Thanks everyone! Very varied opinions!

The thing that has us leaning towards the bench is simply room when all 5 of us are in the car. 

Kids often have cellos (BIG!) and often times I take my TT triathlon bike which I do NOT want on the roof or in a rear bike rack. 

W/ bench we can still separate the kids when need, take 7 people and get the stuff in the car I think we need. 

I really, really like the look and sense of space the captains chairs gives the car, but I *think* for our purposes, the bench might serve us better. 

Maybe.


----------



## Gromicide (Nov 1, 2017)

bluesmachine said:


> Thanks everyone! Very varied opinions!
> 
> The thing that has us leaning towards the bench is simply room when all 5 of us are in the car.
> 
> ...


Go with bench. Either is good IMO. Captn chairs are for people who absolutely want them. If you're torn between the two, I don't think there'd much remorse if you went either way.


----------



## Savvv (Apr 22, 2009)

Rather than post a new thread I found this and figured I'd put in my 2 cents after reading through the comments. We are looking to place an order for a 2019 Atlas as soon as orders open up.

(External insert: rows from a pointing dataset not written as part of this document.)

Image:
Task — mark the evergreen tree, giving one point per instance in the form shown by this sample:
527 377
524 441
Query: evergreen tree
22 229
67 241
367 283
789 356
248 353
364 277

We currently have a 2016 Acadia with captains chairs. I've got a 5, 3, and 2 year old. My 5 year old obviously can walk through the 2nd row to her seat and buckle herself no problem, and my 2 boys are in car seats in the captains chairs. We have the extra 3rd row seat folded flat, which is enough for a double stroller and a few other items, or the occasional Sam's Club run, etc. Now, with that car, it's still a 7 seater since the back row is 3 across.

I was originally wanting to do captain's chairs for the same ease of access to the third row, but after stopping at the dealer and seeing that my daughter can easily pull the latch for the bench to fold forward in an SEL-P, the premium for captains chairs and loosing a seat now comes to question. They boys would still have separation being in the bench seat, but now the benefit is if we are in a pinch for room because we are picking up stuff that takes up room, we can move my daughter to the middle seat and deal with the arguing and hitting for a single trip and then have the rear seats folded for storage space. OR, we have a 7 seater that my parents can comfortably fit in with the kids in the car too. For traveling I invested in a Thule Motion XT-XXL to keep the interior of the car clear of all the stuff we don't need access to during a trip, but I'm definitely leaning back toward the bench seating. :thumbup:


----------



## huntrm (Sep 18, 2018)

*1 kid in college, 1 ready to go to college and 1 left in high school*

Kids are 20, 17, and 14 and we went with the captain chairs and we love it. With them being older, we just wanted something more luxurious. We've had two expeditions prior with the bench seat and we really didn't want another bench seat. 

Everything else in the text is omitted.